2. Going forward, the capital structure of an insurance JV cannot be based on the assumption that the 49% ceiling will be raised in the foreseeable future. Thus, the Indian partner (s) must have deep enough pockets to fund up to half of the JV's future capital requirements on a sustained basis. That said, there is now potential for the foreign partner to meet funding gaps through non-voting preference shares (subject to specific rules, which are awaited). Needless to say, the economics of such preference shares would need to make sense.

3. The new requirement for insurance companies to be Indian controlled imposes constraints on governance rights, which a foreign investor would normally expect in a 50:50 joint venture. For instance, in another context in the past, the government has taken the position that extensive veto rights / reserved matters were a form of 'negative control'. Thus, foreign investors would need to prioritize key governance rights and reserved matters to get most 'bang for their buck'. The idea would be to get maximum leverage without tipping the scales for the control test.

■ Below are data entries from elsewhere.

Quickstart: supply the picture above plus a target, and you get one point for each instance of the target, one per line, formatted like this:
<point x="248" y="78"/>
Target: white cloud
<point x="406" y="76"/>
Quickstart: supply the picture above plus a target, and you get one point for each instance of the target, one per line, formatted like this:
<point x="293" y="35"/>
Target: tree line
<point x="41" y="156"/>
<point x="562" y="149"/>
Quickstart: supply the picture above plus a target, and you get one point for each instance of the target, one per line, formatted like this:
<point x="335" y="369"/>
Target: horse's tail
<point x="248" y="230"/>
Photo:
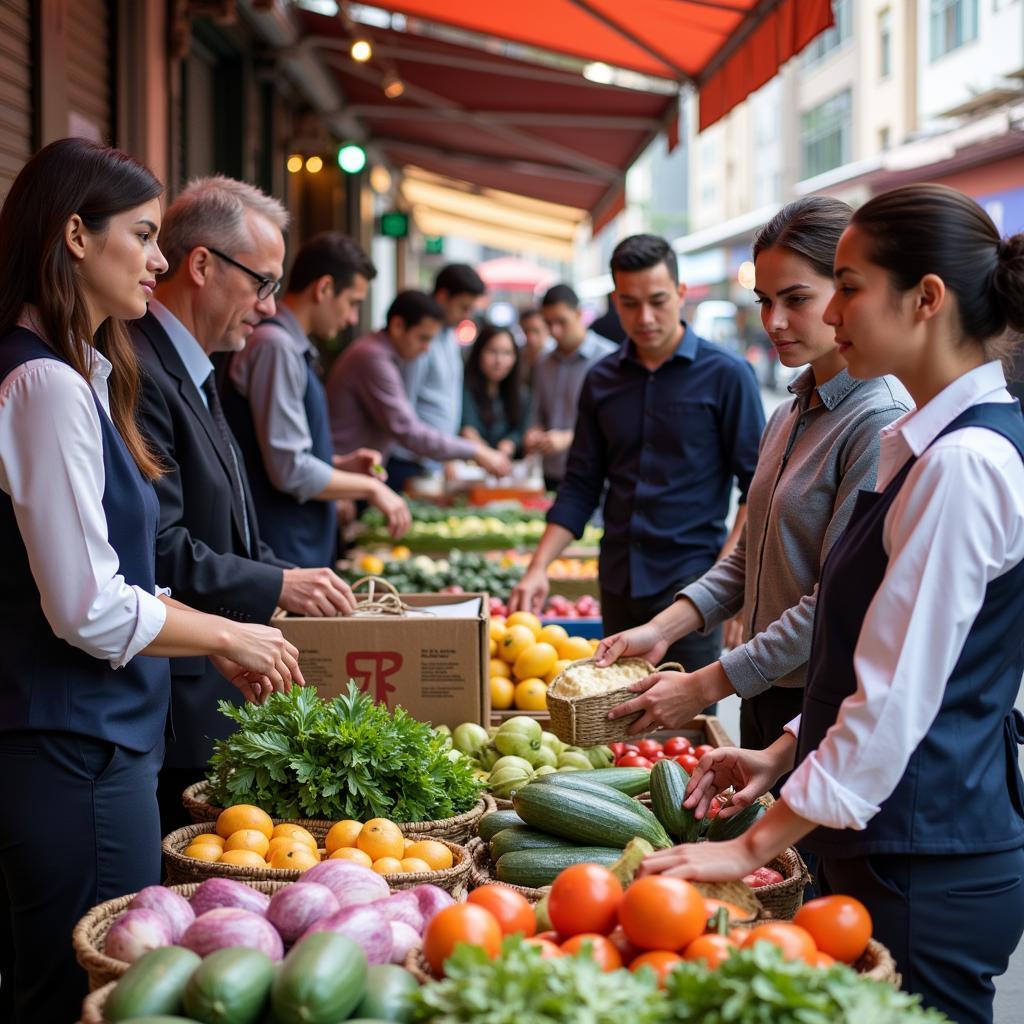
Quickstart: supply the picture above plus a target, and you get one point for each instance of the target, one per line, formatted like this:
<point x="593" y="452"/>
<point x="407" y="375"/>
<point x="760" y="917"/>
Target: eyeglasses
<point x="266" y="286"/>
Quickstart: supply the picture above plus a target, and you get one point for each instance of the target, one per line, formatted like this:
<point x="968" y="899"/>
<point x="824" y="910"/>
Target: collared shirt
<point x="670" y="442"/>
<point x="51" y="465"/>
<point x="813" y="462"/>
<point x="557" y="382"/>
<point x="196" y="361"/>
<point x="956" y="524"/>
<point x="370" y="408"/>
<point x="271" y="374"/>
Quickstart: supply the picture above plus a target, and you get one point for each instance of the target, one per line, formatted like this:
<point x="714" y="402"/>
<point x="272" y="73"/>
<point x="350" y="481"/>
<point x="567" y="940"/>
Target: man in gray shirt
<point x="433" y="383"/>
<point x="275" y="403"/>
<point x="558" y="379"/>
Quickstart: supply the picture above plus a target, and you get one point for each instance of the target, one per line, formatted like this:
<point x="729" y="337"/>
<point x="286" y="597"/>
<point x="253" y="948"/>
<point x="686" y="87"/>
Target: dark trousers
<point x="951" y="922"/>
<point x="623" y="612"/>
<point x="79" y="825"/>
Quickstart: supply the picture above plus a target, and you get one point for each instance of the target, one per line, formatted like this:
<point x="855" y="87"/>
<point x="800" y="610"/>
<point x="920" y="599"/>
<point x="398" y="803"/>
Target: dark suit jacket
<point x="201" y="553"/>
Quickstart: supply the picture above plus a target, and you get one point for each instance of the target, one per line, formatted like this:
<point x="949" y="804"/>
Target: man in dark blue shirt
<point x="670" y="421"/>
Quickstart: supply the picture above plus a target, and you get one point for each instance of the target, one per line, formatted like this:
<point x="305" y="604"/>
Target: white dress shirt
<point x="956" y="524"/>
<point x="51" y="465"/>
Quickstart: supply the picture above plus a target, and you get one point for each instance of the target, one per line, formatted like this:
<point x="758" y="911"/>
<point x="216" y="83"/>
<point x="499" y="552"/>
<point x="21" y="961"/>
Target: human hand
<point x="394" y="508"/>
<point x="530" y="593"/>
<point x="642" y="641"/>
<point x="315" y="593"/>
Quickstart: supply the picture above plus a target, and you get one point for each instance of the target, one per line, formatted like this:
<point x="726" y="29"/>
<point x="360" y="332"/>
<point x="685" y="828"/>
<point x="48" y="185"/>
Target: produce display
<point x="299" y="757"/>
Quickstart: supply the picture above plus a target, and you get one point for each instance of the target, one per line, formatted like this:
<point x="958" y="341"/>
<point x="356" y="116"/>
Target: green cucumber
<point x="668" y="790"/>
<point x="522" y="838"/>
<point x="534" y="868"/>
<point x="387" y="994"/>
<point x="154" y="985"/>
<point x="492" y="823"/>
<point x="587" y="818"/>
<point x="321" y="981"/>
<point x="230" y="986"/>
<point x="726" y="828"/>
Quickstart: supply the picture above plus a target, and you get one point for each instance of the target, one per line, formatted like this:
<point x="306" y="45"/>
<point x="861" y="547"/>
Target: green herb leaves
<point x="299" y="757"/>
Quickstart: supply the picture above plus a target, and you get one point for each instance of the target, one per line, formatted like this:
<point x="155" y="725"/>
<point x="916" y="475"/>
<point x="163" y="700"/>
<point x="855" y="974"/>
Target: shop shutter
<point x="90" y="70"/>
<point x="15" y="89"/>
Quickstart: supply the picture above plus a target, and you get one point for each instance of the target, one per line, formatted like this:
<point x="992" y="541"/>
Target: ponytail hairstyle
<point x="810" y="227"/>
<point x="66" y="177"/>
<point x="928" y="228"/>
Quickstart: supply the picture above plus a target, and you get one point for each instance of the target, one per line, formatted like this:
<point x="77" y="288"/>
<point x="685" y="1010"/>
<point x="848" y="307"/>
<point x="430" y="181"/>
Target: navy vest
<point x="962" y="792"/>
<point x="45" y="683"/>
<point x="303" y="532"/>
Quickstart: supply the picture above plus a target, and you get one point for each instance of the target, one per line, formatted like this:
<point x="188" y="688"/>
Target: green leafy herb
<point x="298" y="756"/>
<point x="520" y="988"/>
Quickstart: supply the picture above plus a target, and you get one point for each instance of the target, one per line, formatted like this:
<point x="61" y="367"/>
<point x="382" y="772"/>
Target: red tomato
<point x="633" y="761"/>
<point x="599" y="947"/>
<point x="676" y="745"/>
<point x="585" y="898"/>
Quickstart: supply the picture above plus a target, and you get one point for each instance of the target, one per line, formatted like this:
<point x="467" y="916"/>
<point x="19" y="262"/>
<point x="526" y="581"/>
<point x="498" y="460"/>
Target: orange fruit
<point x="240" y="816"/>
<point x="297" y="857"/>
<point x="287" y="828"/>
<point x="535" y="660"/>
<point x="531" y="694"/>
<point x="502" y="693"/>
<point x="572" y="648"/>
<point x="204" y="851"/>
<point x="437" y="855"/>
<point x="242" y="858"/>
<point x="413" y="865"/>
<point x="387" y="865"/>
<point x="500" y="668"/>
<point x="350" y="853"/>
<point x="526" y="619"/>
<point x="380" y="838"/>
<point x="342" y="834"/>
<point x="515" y="641"/>
<point x="248" y="839"/>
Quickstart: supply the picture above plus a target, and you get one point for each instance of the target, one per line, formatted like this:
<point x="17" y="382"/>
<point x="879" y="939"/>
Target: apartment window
<point x="885" y="42"/>
<point x="825" y="134"/>
<point x="832" y="39"/>
<point x="953" y="23"/>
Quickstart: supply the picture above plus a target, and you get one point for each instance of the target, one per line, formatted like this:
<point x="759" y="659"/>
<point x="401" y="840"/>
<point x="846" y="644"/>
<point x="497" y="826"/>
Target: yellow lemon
<point x="531" y="694"/>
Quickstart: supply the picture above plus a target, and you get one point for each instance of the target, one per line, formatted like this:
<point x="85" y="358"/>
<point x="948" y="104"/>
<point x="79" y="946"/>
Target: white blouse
<point x="51" y="465"/>
<point x="956" y="524"/>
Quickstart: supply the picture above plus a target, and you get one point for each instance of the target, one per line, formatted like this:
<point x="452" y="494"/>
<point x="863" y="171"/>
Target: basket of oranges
<point x="247" y="844"/>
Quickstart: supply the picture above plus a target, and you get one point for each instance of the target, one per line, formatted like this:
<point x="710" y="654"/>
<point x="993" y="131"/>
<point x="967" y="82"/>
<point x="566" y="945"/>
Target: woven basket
<point x="90" y="933"/>
<point x="584" y="721"/>
<point x="181" y="868"/>
<point x="458" y="829"/>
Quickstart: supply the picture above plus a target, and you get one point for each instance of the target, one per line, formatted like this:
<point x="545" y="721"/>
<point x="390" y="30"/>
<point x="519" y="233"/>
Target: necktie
<point x="217" y="412"/>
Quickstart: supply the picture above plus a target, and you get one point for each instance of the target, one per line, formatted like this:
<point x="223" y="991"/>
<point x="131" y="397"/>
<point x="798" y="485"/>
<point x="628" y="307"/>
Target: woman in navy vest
<point x="85" y="632"/>
<point x="906" y="779"/>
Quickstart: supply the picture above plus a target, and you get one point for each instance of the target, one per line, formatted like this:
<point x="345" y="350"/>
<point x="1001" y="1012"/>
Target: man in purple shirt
<point x="368" y="399"/>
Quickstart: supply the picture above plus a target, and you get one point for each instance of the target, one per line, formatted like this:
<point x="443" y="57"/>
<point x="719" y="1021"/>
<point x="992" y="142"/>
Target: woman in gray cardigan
<point x="816" y="453"/>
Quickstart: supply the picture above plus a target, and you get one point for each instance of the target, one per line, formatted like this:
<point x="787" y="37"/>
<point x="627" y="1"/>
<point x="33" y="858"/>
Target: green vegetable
<point x="520" y="988"/>
<point x="758" y="986"/>
<point x="299" y="757"/>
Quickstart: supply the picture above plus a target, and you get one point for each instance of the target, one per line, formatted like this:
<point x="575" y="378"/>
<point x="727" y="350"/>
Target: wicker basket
<point x="585" y="722"/>
<point x="458" y="829"/>
<point x="90" y="933"/>
<point x="182" y="869"/>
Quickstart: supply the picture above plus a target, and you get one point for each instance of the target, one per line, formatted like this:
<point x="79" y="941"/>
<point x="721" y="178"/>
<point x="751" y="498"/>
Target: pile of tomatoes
<point x="656" y="922"/>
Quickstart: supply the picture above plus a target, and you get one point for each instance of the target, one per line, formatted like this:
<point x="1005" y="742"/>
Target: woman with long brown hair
<point x="85" y="630"/>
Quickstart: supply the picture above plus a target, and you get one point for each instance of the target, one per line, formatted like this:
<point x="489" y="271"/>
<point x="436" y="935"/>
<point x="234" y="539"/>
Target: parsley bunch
<point x="298" y="757"/>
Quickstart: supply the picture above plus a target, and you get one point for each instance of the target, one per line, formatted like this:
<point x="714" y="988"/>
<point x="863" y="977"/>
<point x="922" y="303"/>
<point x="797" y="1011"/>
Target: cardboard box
<point x="435" y="666"/>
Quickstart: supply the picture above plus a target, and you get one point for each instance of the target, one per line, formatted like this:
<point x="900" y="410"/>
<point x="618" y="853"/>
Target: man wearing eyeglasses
<point x="225" y="255"/>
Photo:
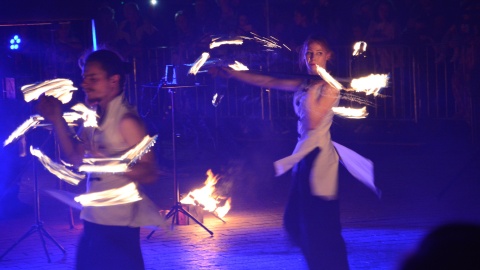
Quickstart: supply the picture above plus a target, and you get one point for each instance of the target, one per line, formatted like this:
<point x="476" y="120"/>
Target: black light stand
<point x="38" y="226"/>
<point x="177" y="207"/>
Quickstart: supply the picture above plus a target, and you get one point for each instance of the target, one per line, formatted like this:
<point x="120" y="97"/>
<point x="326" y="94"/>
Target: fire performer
<point x="312" y="215"/>
<point x="111" y="236"/>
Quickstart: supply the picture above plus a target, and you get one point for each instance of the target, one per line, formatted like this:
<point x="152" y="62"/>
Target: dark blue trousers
<point x="313" y="223"/>
<point x="109" y="247"/>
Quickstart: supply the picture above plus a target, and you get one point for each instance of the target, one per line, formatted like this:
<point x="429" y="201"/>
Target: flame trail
<point x="89" y="116"/>
<point x="238" y="66"/>
<point x="58" y="170"/>
<point x="30" y="123"/>
<point x="126" y="194"/>
<point x="58" y="88"/>
<point x="204" y="196"/>
<point x="121" y="163"/>
<point x="199" y="63"/>
<point x="351" y="112"/>
<point x="328" y="78"/>
<point x="370" y="84"/>
<point x="235" y="41"/>
<point x="359" y="48"/>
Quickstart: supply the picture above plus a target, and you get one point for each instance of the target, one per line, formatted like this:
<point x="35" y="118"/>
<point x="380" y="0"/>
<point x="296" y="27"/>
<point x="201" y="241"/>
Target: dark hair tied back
<point x="111" y="62"/>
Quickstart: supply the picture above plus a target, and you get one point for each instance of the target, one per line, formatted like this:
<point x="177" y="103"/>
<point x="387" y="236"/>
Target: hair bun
<point x="127" y="67"/>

4. Foreign investors should also look for additional leverage (and economics) by segmenting the value chain in the insurance business, and outsourcing functions to wholly owned affiliates. IRDA guidelines, which regulate the nature of activities that can be outsourced, will need to be factored in.

5. The possibility of non-voting securities, restrictions on control by the foreign JV partner and capital constraints of the Indian JV partner may open the door to private equity / financial investors.

6. Capital constraints of Indian participants, restrictions on foreign control and those looking to exit may set the stage for consolidation in the industry.


  • Most Indian players looking to sell down and monetize their stake;
  • HDFC Standard Life proposing to float 10% by raising capital through an IPO;
  • ICICI in talks with Temasek and Carmignac Gestion to offload part of its stake in ICICI Prudential;
  • Axa, Bupa, Standard, Ergo, Nippon Life, IAG looking to increase stake in their JVs;
  • Reliance Capital looking for foreign partners for its insurance businesses;
  • AV Birla Group enters into JV with MMI (South Africa) for health insurance;
  • RSA exits India by selling its stake to JV partner Sundaram Finance;
  • Lloyds, Swiss Re, Hannover Re and SCOR are exploring entry in the reinsurance market;
  • Aviva and ING exit business in India, JV partners Dabur and Exide may rope in others.

* Public sources

The content of this article is intended to provide a general guide to the subject matter. Specialist advice should be sought about your specific circumstances.